According to the introduction of Perek Shirah (A Chapter of Song), after King David finished composing the Book of Psalms, he cried out to God: “Is there any creature that You have created in Your world that says more songs or praises than I do?”  He received his response from a frog, who responded that he recited more songs and praises than David. While the introduction does not say it, one can imagine that King David was thus humbled and set his spiritual ear to nature and composed the 85 sections of Perek Shirah quoting nature praising God. (Many of the verses attributed to nature are from Psalms.)

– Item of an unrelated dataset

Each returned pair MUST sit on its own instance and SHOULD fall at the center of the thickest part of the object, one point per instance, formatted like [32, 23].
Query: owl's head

The different clusters of verses are each attributed to a specific aspect of nature. The first chapter expressed the feelings of the heavens, earth, gehinom, etc. Chapter two quotes day and night, sun and moon, winds and rain, etc. The third chapter focuses on things that grow – trees and produce. Chapters four and five are filled with the praises of animals. Here are two examples:

The Seas say: “More than the voices of many waters, mightier than the breakers of the sea, God is mighty on high” (Psalms 93:4).

The Snake says: “God supports the fallen and straightens the bent over” (Psalms 145:14).

Perek Shirah was printed early in the printing revolution, around 1576, when it was included in the liturgy.* There are references to it as far back as the 10th century. Many rabbis attribute great merit to reciting Perek Shirah, and some believe that reciting it for 4 consecutive days can help change a negative decree into a positive one.

*It is not generally included in the liturgy anymore.